A ratio is simple arithmetical expression of the relationship of one number to another. It may be defined as the indicated quotient of two mathematical expressions. According to Accountant's Handbook by Wixon, Kell and Bedford, "a ratio is an expression of the quantitative relationship between two numbers".
Ratio Analysis is the process of determining and presenting the relationship of items and group of items in the statements. According to Batty J. Management Accounting "Ratio can assist management in its basic functions of forecasting, planning coordination, control and communication"." It is helpful to know about the liquidity, solvency, capital structure and profitability of an organization. It is helpful tool to aid in applying judgment, otherwise complex situations.
Ratio is an expression of relationship between two values.
Ratio Analysis is the process of analyzing the financial statement with the help of various ratios.
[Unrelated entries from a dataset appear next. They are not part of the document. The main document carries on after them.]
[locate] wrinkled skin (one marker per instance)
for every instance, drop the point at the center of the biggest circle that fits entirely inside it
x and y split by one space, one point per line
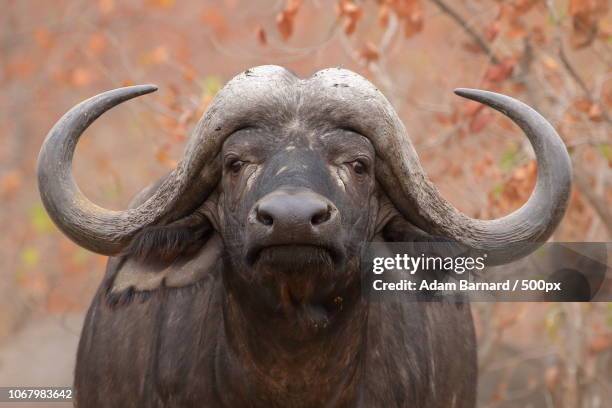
280 321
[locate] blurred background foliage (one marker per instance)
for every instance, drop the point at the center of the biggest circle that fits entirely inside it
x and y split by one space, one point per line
555 55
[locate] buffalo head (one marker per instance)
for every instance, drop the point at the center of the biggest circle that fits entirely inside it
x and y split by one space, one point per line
293 177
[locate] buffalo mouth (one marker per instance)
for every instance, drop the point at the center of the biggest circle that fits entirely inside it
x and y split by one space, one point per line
294 257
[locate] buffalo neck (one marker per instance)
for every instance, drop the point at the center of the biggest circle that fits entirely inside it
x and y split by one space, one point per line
259 363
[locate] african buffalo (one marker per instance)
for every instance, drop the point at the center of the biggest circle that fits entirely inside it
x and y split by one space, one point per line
234 281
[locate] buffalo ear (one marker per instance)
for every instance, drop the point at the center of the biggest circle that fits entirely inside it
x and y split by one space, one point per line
391 226
179 254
Objectives of Ratio Analysis.
1. Ratio helps in simplifying the complicated financial information.
2. Ratio analysis helps to know the trends in costs, sales and profits.
3. It facilitates communication of information in the form of ratios.
4. Ratio analysis facilitates inter firm comparison.
Advantages/Importance of Ratio Analysis.
1. It simplifies, summarizes and systematizes a long array of accounting figures.
2. The contribution of ratio analysis lies in bringing the interrelationship which exists between various segments.
as expressed through accounting statements.
3. It is an instrument for diagnosis of the financial health of an enterprise.
4. It facilitates easy communication of information.
5. It also facilitates inter firm comparison.
Classification of Accounting Ratio.
The Accounting Ratios are classified in various categories:.
1. Profitability Ratio.
A. Gross Profit Ratio.
Gross profit indicates excess of sales over the cost of goods sold. Gross profit Ratio is the ratio of Gross profit to Net sales.